The order in which you add the rules doesn't really matter...before or after the divert rule. If you add them before the divert rule, you must firewall based on your public address. If you firewall after the divert rule then you are dealing with your internal addresses.
Adding an ipfw rule before the divert rule where 20.30.40.50 is your public IP: # ipfw add 40 deny tcp from any to 20.30.40.50 in via xl0 OR Adding an ipfw rule after the divert rule where 192.168.0.0/24 is your private net: # ipfw add 60 deny tcp from any to 192.168.0.0/24 80 in via xl0
Either of the above commands will block tcp port 80 traffic (web traffic) inbound from the internet to your machine. I would recommend the first command over the first. The reason? There are 2. First, The second rule may not catch web traffic to your BSD machine itself. Second, to reduce the load on the natd process.
Why not add rules before the divert rule? Well, it's a good question and here's the answer. Once a packet hits a match in the firewall ruleset it does not reenter until it leaves another interface.
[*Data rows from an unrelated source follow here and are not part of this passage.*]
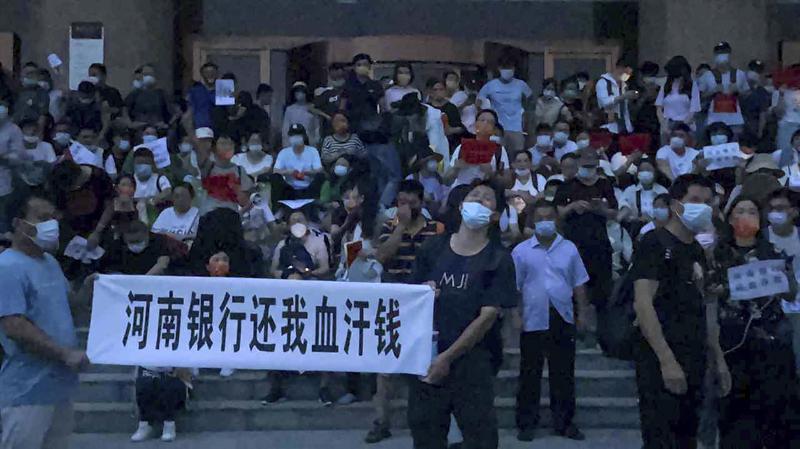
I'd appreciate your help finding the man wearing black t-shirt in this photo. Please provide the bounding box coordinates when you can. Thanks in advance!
[631,175,730,449]
[408,185,517,449]
[553,149,617,308]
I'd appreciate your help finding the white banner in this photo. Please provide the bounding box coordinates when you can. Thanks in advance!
[87,275,433,375]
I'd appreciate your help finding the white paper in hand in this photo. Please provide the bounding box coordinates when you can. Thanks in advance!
[47,53,63,69]
[214,80,236,106]
[144,137,171,168]
[728,260,789,301]
[703,142,742,171]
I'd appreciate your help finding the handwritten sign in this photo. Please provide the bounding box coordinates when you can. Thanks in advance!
[728,260,789,301]
[703,142,743,171]
[214,80,236,106]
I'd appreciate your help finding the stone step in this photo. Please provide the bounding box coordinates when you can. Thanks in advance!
[75,397,639,433]
[75,370,636,403]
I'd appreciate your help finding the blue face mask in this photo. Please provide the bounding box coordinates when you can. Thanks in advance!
[133,164,153,179]
[461,202,492,230]
[534,220,556,237]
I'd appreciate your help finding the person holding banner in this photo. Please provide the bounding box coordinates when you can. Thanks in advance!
[408,183,518,449]
[714,196,800,449]
[0,192,89,449]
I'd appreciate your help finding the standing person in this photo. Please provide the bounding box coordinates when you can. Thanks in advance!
[595,59,639,134]
[408,184,517,449]
[554,149,617,308]
[186,62,219,130]
[0,192,89,449]
[656,55,700,142]
[631,175,730,449]
[697,42,750,136]
[714,195,800,449]
[344,53,383,136]
[282,81,320,147]
[511,201,589,441]
[478,56,533,154]
[364,180,444,444]
[767,189,800,378]
[87,63,125,118]
[381,62,422,112]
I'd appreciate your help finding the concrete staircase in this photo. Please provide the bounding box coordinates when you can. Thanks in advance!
[75,328,639,433]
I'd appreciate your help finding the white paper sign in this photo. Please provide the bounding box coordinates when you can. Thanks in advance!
[64,235,106,264]
[69,30,104,90]
[728,260,789,301]
[47,53,63,69]
[703,142,743,171]
[142,137,172,168]
[87,275,434,375]
[214,80,236,106]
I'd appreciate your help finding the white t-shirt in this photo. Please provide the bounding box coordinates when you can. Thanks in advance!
[133,173,172,200]
[656,79,700,123]
[769,226,800,313]
[25,141,56,164]
[553,140,578,162]
[275,146,322,190]
[231,153,272,176]
[656,145,700,178]
[697,69,750,126]
[450,145,509,187]
[478,78,533,132]
[153,207,200,241]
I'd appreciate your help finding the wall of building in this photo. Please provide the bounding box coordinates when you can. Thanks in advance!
[0,0,174,92]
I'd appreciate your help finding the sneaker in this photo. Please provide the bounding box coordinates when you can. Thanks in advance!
[319,387,334,407]
[556,424,586,441]
[364,421,392,444]
[131,421,155,443]
[261,388,286,405]
[161,421,178,443]
[517,428,536,442]
[336,393,358,405]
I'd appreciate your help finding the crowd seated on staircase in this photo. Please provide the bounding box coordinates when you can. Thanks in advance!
[0,42,800,449]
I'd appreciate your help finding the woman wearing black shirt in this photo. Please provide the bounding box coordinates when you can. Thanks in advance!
[714,197,798,449]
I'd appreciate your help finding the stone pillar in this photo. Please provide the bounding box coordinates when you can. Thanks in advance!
[639,0,774,67]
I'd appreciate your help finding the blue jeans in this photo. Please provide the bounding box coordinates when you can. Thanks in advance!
[367,144,403,208]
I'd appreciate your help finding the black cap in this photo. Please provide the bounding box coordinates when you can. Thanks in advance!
[287,123,306,136]
[353,53,373,65]
[714,41,731,53]
[747,59,766,73]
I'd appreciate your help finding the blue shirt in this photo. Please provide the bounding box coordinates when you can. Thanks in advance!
[511,235,589,332]
[478,78,533,132]
[187,83,216,129]
[0,249,78,408]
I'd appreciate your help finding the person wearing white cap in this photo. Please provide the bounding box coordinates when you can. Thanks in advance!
[281,81,320,147]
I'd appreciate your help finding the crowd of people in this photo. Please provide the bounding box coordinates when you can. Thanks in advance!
[0,42,800,449]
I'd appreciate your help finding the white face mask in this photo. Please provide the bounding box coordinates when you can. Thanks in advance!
[461,202,492,231]
[426,161,439,171]
[536,134,553,147]
[25,218,59,251]
[553,131,569,145]
[500,69,514,81]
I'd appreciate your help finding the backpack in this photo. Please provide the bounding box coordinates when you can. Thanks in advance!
[597,229,672,361]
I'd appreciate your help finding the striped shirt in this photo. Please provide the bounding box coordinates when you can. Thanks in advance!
[380,219,444,283]
[322,134,367,166]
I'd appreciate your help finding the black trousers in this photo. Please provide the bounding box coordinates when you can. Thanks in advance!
[517,307,575,430]
[408,348,498,449]
[636,338,706,449]
[719,339,800,449]
[136,368,186,424]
Since your divert rule is running on the outside interface, which is the last hop before it enters the internet, your packets will never get diverted!! And yes, they will leave your machine with the real inside IP address...ACK!
A couple of good rules to follow:
# ipfw add 40 allow tcp from any to 20.30.40.51 80 in via xl0 # ipfw add 50 divert natd ip from any to any via xl0 # ipfw add 60 deny tcp from 20.30.40.51 53 to any out via xl0 # ipfw add 70 deny tcp from any to 192.168.0.10 53 in via xl0
Note that rule #60 above is not necessarily needed and should never get hit (unless you are doing zone transfers outside your network) but it was put in there to prove a point. That our can do it.
conclusion
Well there you have it. The combination of natd and ipfw can prove to be a powerful additive to the FreeBSD OS. You may also want to check out the ipfw and natd man page for more advanced needs. Enjoy!